El agua, cubierta de espuma y agitada por el viento, tenía un color grisáceo debido a los habituales detritus que los vientos de levante arrastraban en esa época del año, desde hojas secas a plumas de pájaro, pasando por unos paracaídas casi transparentes de hiedra en placas. Fiben tuvo que reducir la velocidad para evitar las acumulaciones de detritus y las desvencijadas barcas de todo tipo llenas de expectantes chimps.

Mientras se acercaba a la barrera a poca velocidad, pasó junto a la última embarcación, cargada con los chimps más atrevidos y curiosos de Puerto Helenia, y se sintió observado por muchos ojos.

Goodall, ¿sé realmente lo que estoy haciendo?, se preguntó. Hasta entonces había actuado siguiendo un impulso automático. Pero ahora se daba cuenta de que se había metido en un buen lío. ¿Qué esperaba conseguir obrando de aquel modo? ¿Qué iba a hacer? ¿Colarse en la ceremonia? Miró las impresionantes naves espaciales que brillaban en todo su esplendor, llenas de poderío.

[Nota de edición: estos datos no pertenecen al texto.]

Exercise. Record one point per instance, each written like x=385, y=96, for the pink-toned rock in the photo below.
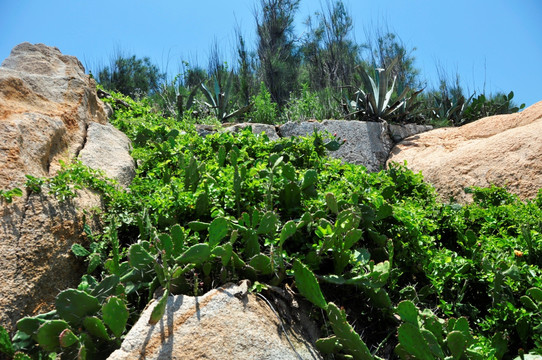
x=225, y=323
x=504, y=150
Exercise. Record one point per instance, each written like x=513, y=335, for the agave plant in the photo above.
x=173, y=97
x=219, y=99
x=372, y=99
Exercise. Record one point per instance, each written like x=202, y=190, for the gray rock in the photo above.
x=226, y=323
x=367, y=143
x=400, y=132
x=257, y=129
x=108, y=149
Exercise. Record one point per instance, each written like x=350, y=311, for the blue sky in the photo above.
x=496, y=45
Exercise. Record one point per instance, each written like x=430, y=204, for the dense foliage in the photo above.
x=441, y=280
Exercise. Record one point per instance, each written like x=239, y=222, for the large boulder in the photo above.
x=503, y=150
x=367, y=143
x=48, y=107
x=225, y=323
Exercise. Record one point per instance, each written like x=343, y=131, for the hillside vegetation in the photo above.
x=441, y=280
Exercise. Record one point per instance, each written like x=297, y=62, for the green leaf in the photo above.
x=105, y=288
x=21, y=356
x=95, y=327
x=457, y=343
x=535, y=293
x=166, y=244
x=217, y=231
x=5, y=342
x=196, y=254
x=413, y=342
x=73, y=305
x=139, y=258
x=79, y=250
x=268, y=224
x=310, y=178
x=224, y=252
x=383, y=212
x=288, y=171
x=528, y=303
x=29, y=325
x=198, y=226
x=352, y=237
x=262, y=263
x=408, y=312
x=350, y=340
x=287, y=231
x=308, y=285
x=94, y=261
x=49, y=332
x=328, y=345
x=433, y=343
x=331, y=203
x=159, y=309
x=177, y=236
x=67, y=338
x=115, y=315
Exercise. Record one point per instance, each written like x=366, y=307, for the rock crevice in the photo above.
x=48, y=106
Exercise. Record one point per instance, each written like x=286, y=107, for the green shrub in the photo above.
x=441, y=280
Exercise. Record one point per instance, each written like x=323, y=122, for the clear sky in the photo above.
x=491, y=43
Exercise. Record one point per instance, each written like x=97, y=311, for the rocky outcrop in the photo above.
x=108, y=149
x=225, y=323
x=49, y=111
x=503, y=150
x=367, y=143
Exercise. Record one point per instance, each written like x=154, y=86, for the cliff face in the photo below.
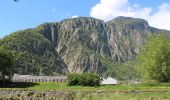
x=80, y=44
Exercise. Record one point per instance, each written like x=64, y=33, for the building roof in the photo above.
x=109, y=80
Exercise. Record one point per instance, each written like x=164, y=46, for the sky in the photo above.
x=25, y=14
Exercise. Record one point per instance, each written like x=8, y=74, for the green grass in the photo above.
x=133, y=92
x=64, y=86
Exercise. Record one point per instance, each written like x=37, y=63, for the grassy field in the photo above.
x=64, y=86
x=142, y=91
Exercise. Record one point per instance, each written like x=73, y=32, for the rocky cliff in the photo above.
x=80, y=44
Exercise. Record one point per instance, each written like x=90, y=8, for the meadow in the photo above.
x=61, y=91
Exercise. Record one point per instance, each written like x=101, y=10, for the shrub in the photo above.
x=85, y=79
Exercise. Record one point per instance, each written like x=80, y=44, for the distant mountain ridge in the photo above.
x=77, y=45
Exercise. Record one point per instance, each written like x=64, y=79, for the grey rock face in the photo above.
x=81, y=43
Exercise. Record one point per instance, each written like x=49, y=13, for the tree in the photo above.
x=6, y=64
x=154, y=61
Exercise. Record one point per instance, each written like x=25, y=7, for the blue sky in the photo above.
x=30, y=13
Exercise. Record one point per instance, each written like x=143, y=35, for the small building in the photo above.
x=30, y=78
x=109, y=81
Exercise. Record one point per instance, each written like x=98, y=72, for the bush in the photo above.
x=85, y=79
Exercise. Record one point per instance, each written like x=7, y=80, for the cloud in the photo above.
x=109, y=9
x=53, y=10
x=75, y=16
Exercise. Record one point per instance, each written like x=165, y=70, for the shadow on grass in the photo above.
x=18, y=84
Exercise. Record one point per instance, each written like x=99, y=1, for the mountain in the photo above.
x=78, y=45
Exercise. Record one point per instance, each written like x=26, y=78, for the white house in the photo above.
x=109, y=81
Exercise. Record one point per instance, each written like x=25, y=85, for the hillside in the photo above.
x=77, y=45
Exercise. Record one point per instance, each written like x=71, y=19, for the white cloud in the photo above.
x=75, y=16
x=109, y=9
x=53, y=10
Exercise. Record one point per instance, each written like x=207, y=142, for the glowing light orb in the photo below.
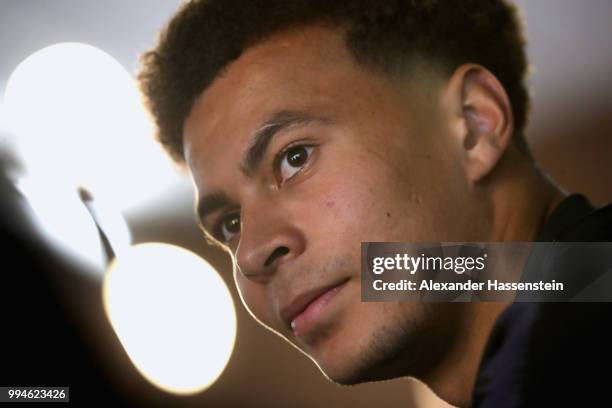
x=78, y=119
x=173, y=314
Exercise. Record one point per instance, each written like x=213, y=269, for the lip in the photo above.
x=295, y=313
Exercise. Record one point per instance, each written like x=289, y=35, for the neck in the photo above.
x=523, y=198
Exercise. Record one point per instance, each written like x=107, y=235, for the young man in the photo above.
x=312, y=126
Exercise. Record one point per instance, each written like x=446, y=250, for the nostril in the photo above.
x=278, y=252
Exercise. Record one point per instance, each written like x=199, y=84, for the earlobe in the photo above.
x=487, y=115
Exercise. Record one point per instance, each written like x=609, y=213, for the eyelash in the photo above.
x=218, y=229
x=278, y=158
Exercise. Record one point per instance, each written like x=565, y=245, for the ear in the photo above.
x=485, y=112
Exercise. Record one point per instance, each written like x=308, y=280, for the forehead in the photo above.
x=307, y=69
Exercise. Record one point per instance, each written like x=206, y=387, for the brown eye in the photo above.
x=293, y=160
x=230, y=226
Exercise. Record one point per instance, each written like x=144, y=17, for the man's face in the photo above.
x=298, y=155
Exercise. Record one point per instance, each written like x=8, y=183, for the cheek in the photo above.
x=255, y=299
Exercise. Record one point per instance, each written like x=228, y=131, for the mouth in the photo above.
x=304, y=311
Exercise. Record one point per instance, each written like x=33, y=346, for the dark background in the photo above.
x=570, y=48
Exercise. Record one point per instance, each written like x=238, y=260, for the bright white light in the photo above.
x=173, y=315
x=79, y=120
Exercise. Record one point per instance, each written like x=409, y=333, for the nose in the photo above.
x=269, y=237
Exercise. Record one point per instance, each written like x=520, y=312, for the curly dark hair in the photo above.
x=206, y=35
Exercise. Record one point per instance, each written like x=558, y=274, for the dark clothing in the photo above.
x=553, y=354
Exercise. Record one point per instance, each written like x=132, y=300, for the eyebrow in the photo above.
x=254, y=154
x=277, y=122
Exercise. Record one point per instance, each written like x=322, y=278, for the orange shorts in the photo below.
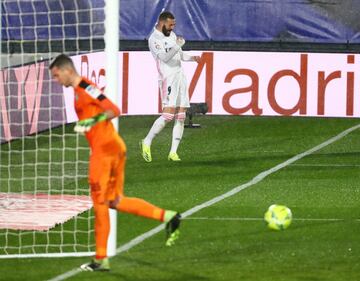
x=106, y=177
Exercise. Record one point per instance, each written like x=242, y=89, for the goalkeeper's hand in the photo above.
x=85, y=125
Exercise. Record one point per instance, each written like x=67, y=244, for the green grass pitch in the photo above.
x=217, y=243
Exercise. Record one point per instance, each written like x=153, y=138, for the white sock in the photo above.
x=177, y=135
x=156, y=128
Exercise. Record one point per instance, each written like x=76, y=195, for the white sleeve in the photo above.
x=158, y=51
x=185, y=57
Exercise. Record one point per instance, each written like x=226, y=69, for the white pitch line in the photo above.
x=219, y=198
x=327, y=165
x=261, y=219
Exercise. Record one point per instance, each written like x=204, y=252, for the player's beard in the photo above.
x=166, y=31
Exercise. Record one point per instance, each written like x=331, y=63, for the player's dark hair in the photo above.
x=61, y=61
x=166, y=15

¡Como si fuera asunto suyo meter su semi-elevada nariz en las cuestiones de esos seres de antiguos y poderosos clanes! Todo lo que iba a conseguir sería provocar su propia vergüenza, y probablemente la de toda su raza.

—Tengo que pensar en esto —murmuró. Dejó el motor de la barca en punto muerto mientras se acercaba a la línea de boyas. Fue consciente de la cantidad de gente que lo estaba mirando en aquellos momentos.

Mi gente. Se… se supone que yo la tenía que representar.

Sí, pero me escabullí y ahora el Suzerano ya debe de haberse dado cuenta de su error y habrá tomado otra decisión. O habrán vencido los otros Supéranos y seré carne muerta si aparezco por allí.

Se preguntó qué pensarían si supieran que hacía sólo dos días había maltratado y secuestrado a uno de sus tutores, de hecho a su comandante legal. ¡Vaya representante de la raza!

Gailet no necesitaba a un tipo como yo. Le irá mejor sin mí.

Giró el timón, y el bote pasó cerca de una de las boyas blancas. La miró mientras se alejaba.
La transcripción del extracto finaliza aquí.